As a filmmaker, writer, and visual artist, the late Akerman moved nimbly across styles and genres, her work relentlessly emphasizing the porosity between fiction and documentary, interior and exterior, tragedy and comedy, personal and political. She was also one of the first filmmakers to move from cinema to museum spaces, a move which – according to her long-time editor Claire Atherton – allowed her greater freedom and the pleasure of demanding more active participation from the viewer . It is precisely Akerman’s video installation work that is at the center of this exhibition.
“Woman Sitting after Killing” (2001) is the first work to greet the viewer: an installation on seven monitors showing the final shot of Akerman’s cinematic monument Jeanne Dielman, 23 Quai du Commerce, 1080 Brussels (1975), recently elected “the greatest movie of all time» by the British Film Institute’s influential Sight and Sound poll. But the seven-minute loop of the static shot of main character Jeanne sitting at a table in the dark, staring blankly ahead, seems muted – now isolated from the earlier murder scene, it fails to convey a sense of heightened tension, leaving a want the radical and fascinating 210-minute masterpiece. (Fortunately, the film is included in the screening program which accompanied the show.)
The exhibition particularly favors Akerman’s first installation “D’Est, au bord de la fiction” (1995). Occupying the central room of the upper galleries, the 25-channel adaptation of his 16 mm film From the East (1992) is a wonderful visual meditation on an Eastern Europe in ruins shortly after the fall of the Berlin Wall.
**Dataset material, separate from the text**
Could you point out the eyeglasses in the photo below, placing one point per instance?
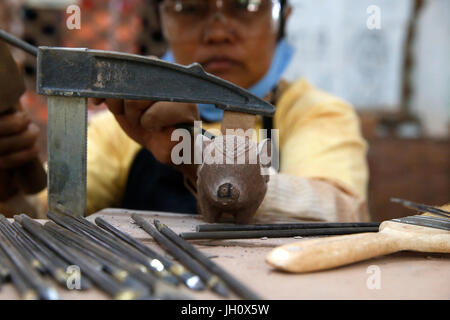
(186, 16)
Through the maze of monitors, slow tracking shots glide through the crowds – mostly queuing and bathed in winter light – on the streets of East Germany, Poland, Ukraine and Russia.
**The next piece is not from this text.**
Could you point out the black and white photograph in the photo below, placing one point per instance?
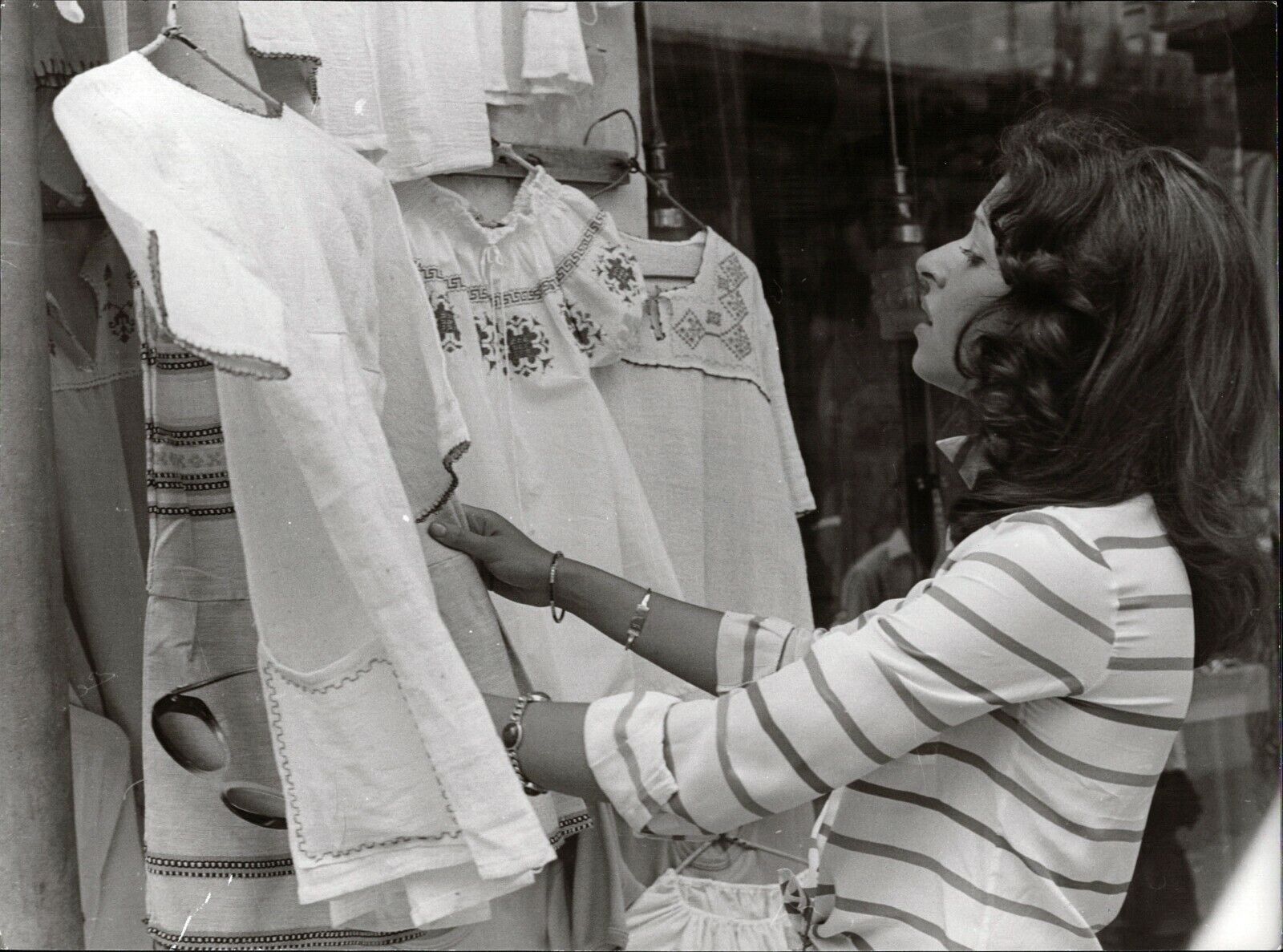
(651, 475)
Arranged as an archive room, the last gallery is anchored by a large table exhibiting a myriad of documents, most of them shown to the public for the first time – annotated scripts, administrative correspondence and press clippings – alongside extracts from television interviews for the film. visitors to browse. On the walls are production photos, location photos, maps and images from Akerman’s defining period in New York in the early ’70s, as well as documents from his travels in the American South and in Mexico, are presented alongside screenings of Akerman’s films. produced in the 1980s. This enriching display is worth spending time on, as it creates an emotional travelogue that traces Akerman’s trajectory. As well as shedding light on his creative process, it maps his rich network of long-time friends and collaborators such as cellist and long-time partner and musical collaborator Sonia Wieder-Atherton; his cameraman Luc Benhamou; and Jan Decorte, who plays Sylvain in Jeanne Dielmanamong other films. Given the lively engagement of the audience of twenty-somethings who filled the galleries during my visit, it became clear that the exhibition contributes to a renewed interest in the work of this revolutionary filmmaker among new generations.
Chantal Akerman: Traveling continues at the Jeu de Paume (1 Place de la Concorde, Jardin des Tuileries, Paris, France) through January 19, 2025. The exhibition was curated by Laurence Rassel and Marta Ponsa.